A great series from Canary Media discusses decarbonizing steel, cement and chemicals. I’ll go through one of the articles and give my thoughts on today’s hydrogen podcast.

So the big questions in the energy industry today are, how is hydrogen the primary driving force behind the evolution of energy? Where is capital being deployed for hydrogen projects globally? And where are the best investment opportunities for early adopters who recognize the importance of hydrogen? I will address the critical issues and give you the information you need to deploy capital. Those are the questions that will unlock the potential of hydrogen, and this podcast will give you the answers. My name is Paul Rodden, and welcome to the hydrogen podcast.

In an article in Canary media’s series on decarbonizing steel, cement and chemicals, Julian Spector writes, We need green hydrogen to clean up heavy industry who’s making it, Julian writes, you can’t build something out of nothing. And this immutable fact poses a challenge for the essential Heavy Industries whose decarbonisation plans depend on cleanly produced hydrogen. The steel industry is betting on clean hydrogen to replace coal in the making of key input iron. Fertilizer suppliers want to replace hydrocarbons with hydrogen as the feedstock for synthesizing ammonia.

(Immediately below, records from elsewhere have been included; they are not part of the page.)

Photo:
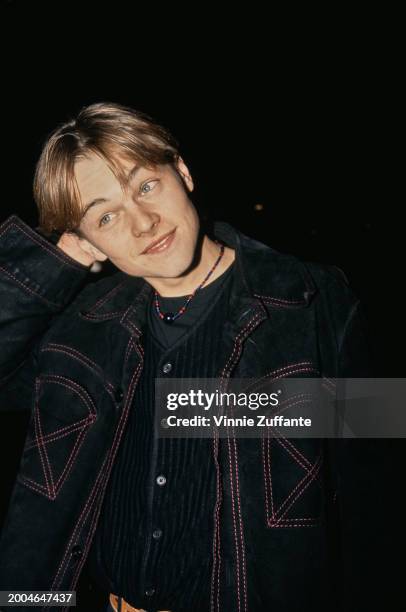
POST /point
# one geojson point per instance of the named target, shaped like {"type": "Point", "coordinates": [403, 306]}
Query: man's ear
{"type": "Point", "coordinates": [183, 171]}
{"type": "Point", "coordinates": [90, 249]}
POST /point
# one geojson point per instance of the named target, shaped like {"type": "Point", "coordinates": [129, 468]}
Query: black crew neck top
{"type": "Point", "coordinates": [167, 334]}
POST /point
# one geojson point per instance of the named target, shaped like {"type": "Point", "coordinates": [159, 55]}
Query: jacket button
{"type": "Point", "coordinates": [76, 552]}
{"type": "Point", "coordinates": [118, 395]}
{"type": "Point", "coordinates": [161, 479]}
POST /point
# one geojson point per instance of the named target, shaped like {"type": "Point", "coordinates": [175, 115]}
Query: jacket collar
{"type": "Point", "coordinates": [264, 279]}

Cement manufacturers hope to rely on hydrogen as a clean heat source. Chemical refineries already use fossil derived hydrogen and need to clean it up to make their operations compatible with a livable planet. As detailed inCanary media’s the tough stuff series, the current best bet to decarbonize the building blocks of modern society depend on a steady supply of clean hydrogen readily accessible to industrial centers around the country. This simply does not exist today in the US and other countries. It’s only happening on a small scale. In a quote from Claire Behar, chief commercial officer at an integrated green-hydrogen venture called Hy Stor said, the projects in service now globally, we’re talking 10 megawatts, maybe 20 megawatts, we need to be breaking ground to date with these gigawatt scale projects in order to even come close to meeting our climate goals.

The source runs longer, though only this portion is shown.